After a TikTok account uploaded a video early this week in which he playfully shows off a small stingray that wound up on his boat amassed millions of views, viewers quickly fell into a debate about the safety of the marine life onboard for an undisclosed amount of time.
The anonymous TikTok user, known only as @mafishingguy on the video-sharing platform, posted his controversial sea life video online on Monday.
In the brief clip, he approaches a stingray laying on its back on a boat, so its underbelly—which resembles a “face” the way its mouth and gills are positioned—is visible to the audience. Wearing a glove on his hand, he proceeds to pet and “tickle” the creature. As the man rubs its stomach, the stingray’s mouth opens wide and curls into what resembles a smile. Its body also caves in and curves over the gloved hand, as if responding like a human would to being tickled.
“How do you tickle a fish?” the man filming asks, before repeating the word “tickle” over and over in rapid succession as he touches the stingray’s belly.
Since posting, the video has amassed nearly 47 million views and been liked over 5.6 million times. Many took to the comments to express their joy at the stingray’s “face” and how it appeared to smile.
“Look at the smile … so cute,” one commented. “Bro it’s so cute,” another shared.
“Look how happy she is if your day was completely boring just watch this video and the sadness will go away,” a fan gushed.

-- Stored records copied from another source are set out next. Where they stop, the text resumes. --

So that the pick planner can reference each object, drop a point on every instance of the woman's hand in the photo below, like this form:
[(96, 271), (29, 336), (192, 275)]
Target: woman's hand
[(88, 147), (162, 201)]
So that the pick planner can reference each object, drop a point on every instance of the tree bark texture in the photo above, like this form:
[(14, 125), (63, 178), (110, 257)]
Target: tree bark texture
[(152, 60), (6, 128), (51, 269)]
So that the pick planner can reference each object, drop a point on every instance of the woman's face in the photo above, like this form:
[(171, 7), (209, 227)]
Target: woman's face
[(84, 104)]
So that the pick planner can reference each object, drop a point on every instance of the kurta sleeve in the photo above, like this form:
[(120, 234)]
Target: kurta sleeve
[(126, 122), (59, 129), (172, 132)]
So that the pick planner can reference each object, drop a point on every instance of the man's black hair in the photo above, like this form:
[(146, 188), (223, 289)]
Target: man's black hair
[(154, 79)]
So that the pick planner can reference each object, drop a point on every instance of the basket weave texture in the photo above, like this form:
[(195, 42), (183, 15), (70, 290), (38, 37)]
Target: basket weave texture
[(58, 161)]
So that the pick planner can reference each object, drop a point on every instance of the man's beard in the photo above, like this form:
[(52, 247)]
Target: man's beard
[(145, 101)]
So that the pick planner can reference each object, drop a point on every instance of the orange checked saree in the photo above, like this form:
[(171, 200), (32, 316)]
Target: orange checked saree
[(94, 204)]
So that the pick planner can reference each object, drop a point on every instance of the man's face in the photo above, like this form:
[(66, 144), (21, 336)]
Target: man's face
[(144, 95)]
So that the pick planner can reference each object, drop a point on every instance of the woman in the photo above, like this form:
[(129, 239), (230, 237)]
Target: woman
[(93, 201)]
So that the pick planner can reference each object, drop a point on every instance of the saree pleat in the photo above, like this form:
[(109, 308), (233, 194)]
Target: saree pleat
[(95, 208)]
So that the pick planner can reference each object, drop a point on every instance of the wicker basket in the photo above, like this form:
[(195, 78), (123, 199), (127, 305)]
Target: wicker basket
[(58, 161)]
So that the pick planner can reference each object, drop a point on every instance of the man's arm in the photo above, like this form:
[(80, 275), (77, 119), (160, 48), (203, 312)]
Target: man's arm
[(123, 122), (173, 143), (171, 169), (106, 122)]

Others took the chance to joke about what the stingray looked like or what it may have been thinking.
“Poor fish looks like he was holding in a fart,” one person joked. “Looks so constipated,” another wrote.
However, thousands took issue that the stingray was out of water and might not have been able to breathe. Self-proclaimed marine experts also claimed that the creature was “scared,” not “laughing.”
“Do not touch the wildlife … have you ever heard that?” one unamused viewer shared. “Poor thing is suffocating and suffering for your TikTok video. I hope [you] at least put it back in the water at the end,” another added.
“Put him back in the water [poor] thing is not laughing probably in agony nothing funny about it,” one person proclaimed. “I doubt it’s enjoying itself. I guarantee it’s scared as hell!”
Some even expressed distaste for the video, not because of the “tickling” but because they had not expected a stingray’s underbelly to resemble a face.
“It’s cute but I’m a little scared of it,” one remarked. “I’m sorry I didn’t like that at all,” another chimed in.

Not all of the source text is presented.